A speed limit is the highest speed allowed by law for vehicles on a road.
Speed limits are only peripherally interrelated to the design speed of the road.
In the United States, the design speed is "a selected speed used to establish the various geometric design features of the roadway" according to the 2001 AASHTO Green Book, the highway design manual. It has been changed from previous versions which considered it the "highest safe speed that can be maintained over a specific section of highway when conditions are so positive that the design facial appearance of the highway governs."
The design speed has largely been discredited as a sole basis for establishing a speed limit.

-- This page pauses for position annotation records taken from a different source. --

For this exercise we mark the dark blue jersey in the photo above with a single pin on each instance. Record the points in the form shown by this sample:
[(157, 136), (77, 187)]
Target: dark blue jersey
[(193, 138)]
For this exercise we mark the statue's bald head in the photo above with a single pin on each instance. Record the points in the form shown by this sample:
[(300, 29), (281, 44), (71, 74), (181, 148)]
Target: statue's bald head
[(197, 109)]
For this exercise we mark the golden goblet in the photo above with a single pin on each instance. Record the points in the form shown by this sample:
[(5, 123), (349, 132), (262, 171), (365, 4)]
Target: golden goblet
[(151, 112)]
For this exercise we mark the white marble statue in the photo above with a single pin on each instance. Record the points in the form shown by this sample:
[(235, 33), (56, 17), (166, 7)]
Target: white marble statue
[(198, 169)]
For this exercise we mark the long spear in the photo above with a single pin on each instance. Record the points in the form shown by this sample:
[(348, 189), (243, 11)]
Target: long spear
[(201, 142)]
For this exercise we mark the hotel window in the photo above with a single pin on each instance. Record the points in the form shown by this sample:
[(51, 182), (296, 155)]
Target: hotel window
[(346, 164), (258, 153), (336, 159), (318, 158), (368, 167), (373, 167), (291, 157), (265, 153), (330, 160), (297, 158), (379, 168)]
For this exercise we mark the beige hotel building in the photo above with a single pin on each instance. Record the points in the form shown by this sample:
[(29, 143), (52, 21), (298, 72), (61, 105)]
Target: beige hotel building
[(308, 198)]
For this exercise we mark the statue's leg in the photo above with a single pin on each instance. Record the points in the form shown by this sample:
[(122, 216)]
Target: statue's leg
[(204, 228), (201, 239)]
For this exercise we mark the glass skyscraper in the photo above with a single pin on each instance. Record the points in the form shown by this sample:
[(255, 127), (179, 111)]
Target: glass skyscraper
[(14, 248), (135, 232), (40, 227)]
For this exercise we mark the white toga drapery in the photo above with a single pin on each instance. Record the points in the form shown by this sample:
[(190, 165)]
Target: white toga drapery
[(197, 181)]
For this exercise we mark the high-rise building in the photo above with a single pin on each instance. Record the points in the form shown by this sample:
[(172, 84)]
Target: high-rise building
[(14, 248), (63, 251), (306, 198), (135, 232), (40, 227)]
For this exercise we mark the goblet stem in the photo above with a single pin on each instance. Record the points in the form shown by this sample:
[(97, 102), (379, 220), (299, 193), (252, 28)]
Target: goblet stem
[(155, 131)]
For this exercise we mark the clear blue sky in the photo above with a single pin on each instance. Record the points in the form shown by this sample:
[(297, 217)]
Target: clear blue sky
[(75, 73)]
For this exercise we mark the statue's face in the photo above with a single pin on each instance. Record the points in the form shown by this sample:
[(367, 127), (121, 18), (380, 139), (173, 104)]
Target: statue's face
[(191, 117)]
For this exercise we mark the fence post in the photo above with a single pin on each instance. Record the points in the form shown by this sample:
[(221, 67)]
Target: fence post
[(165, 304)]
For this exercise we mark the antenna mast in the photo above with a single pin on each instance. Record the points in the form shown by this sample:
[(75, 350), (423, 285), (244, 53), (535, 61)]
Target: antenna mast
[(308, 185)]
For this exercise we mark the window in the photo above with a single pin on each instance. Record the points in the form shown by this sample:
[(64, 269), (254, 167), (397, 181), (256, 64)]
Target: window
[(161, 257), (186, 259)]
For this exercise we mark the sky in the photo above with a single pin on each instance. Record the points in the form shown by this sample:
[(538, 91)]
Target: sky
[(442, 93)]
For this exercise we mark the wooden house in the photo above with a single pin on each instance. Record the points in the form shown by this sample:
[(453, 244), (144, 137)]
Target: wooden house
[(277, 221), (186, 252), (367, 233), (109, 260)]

Current U.S. standards for design speed derive from outdated, less-capable automotive technology. Also, the design speed of a given roadway is the theoretical maximum safe speed of the roadway's worst feature .The design speed usually underestimates the highest safe speed for a roadway and is therefore considered only a very conservative "first guess" at a limit.
85th percentile rule
An automobile dashboard viewing the speedometer with primary markings in miles per hour.Since the 1950s, United States traffic engineers have been taught the 85th Percentile Rule. The idea is that the speed limit should be set to the speed below which 85% of vehicles are traveling. The 85th percentile closely corresponds to one normal deviation above the mean of a normal distribution.
Every state in the United States statutorily or administratively picks a particular speed for a speed limit cap, meaning that no speed limit in that state may be set higher than the cap. A practical effect of this cap is that nearly every rural roadway in the U.S. has a speed limit that is well below the 85th percentile speed.